Paula movía la cabeza de un lado a otro, acumulándosele la frustración. Más. Necesitaba más.


Ondeando sus caderas para darle más fricción a su saturada vagina, se varó en el rígido miembro de Pedrodeseosa de correrse.


–¡Qué buena estás, Paula! En celo, para mí.


Llevó las manos al botón del pantalón, lo desabrochó y bajó la cremallera. Él se irguió
momentáneamente y ella casi sollozó decepcionada cuando su boca se separó de sus pechos. Hasta que su mano se escurrió entre los dos cuerpos y luego en sus bragas, sus dedos invadiendo con atrevimiento sus labios vaginales, empapados hasta llegar al clítoris.


Pedro, no puedo más. No puedo.


Con el pelo enredado, arqueando la espalda mientras él dibujaba círculos alrededor del entramado de nervios, enervando su deseo hasta el punto de querer maldecirlo por no hacerla venir de una vez.


–Estás empapada. Esto es lo que necesitas –le dijo con aspereza.


–Te necesito a ti –jadeó, dándose cuenta, de repente, que quería aquella enorme verga enterrada en ella, reclamándola suya.


Los dedos de Pedro trabajaron magistralmente la vagina de Paula, acariciando la vulva con la
suficiente presión como para hacerla enloquecer.


–Córrete, Paula. Quiero ver cómo te corres.


Como si estuviera obedeciendo sus órdenes, Paula explotó cuando él aumentó la presión de sus dedos en el clítoris, haciéndola agitarse con el gemido de una persona bajo tortura.


Pedro metió un dedo en el orificio vaginal mientras que, con la otra mano, continuaba acariciándole el clítoris.
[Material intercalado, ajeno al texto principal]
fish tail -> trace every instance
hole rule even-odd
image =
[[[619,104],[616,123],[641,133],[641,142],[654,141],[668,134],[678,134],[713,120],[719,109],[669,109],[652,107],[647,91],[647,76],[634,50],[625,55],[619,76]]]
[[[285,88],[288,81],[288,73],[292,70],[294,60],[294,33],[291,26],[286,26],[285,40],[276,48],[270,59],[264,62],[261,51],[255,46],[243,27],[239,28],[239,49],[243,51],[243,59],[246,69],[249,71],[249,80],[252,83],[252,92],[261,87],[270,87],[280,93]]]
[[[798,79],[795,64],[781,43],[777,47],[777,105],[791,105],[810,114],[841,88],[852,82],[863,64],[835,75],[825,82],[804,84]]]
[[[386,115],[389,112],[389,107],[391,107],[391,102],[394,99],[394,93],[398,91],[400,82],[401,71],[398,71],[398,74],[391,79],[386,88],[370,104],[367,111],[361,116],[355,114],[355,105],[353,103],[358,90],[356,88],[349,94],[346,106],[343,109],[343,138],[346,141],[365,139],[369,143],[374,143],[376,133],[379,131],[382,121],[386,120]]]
–Dios. ¡Me encanta sentir cómo te vienes! Ojalá estuviera sintiéndote con la polla.


Cuando su orificio se cerró alrededor de su dedo, Paula también lo deseó. Su cuerpo temblaba, jadeante, el ritmo del corazón retumbando en sus oídos.


Pedro sacó la mano de las bragas y la trajo hacia su pecho. Con las piernas aún alrededor de PedroPaula descansó la cabeza en su hombro, preguntándose qué era lo que acababa de pasar. Por supuesto, ella misma se había procurado algún orgasmo antes, pero nunca como este.


–Dios mío, ¿qué he hecho? –se dijo en voz baja, con una sensación de fatalidad inminente, sabiendo que su vida nunca sería ya la misma.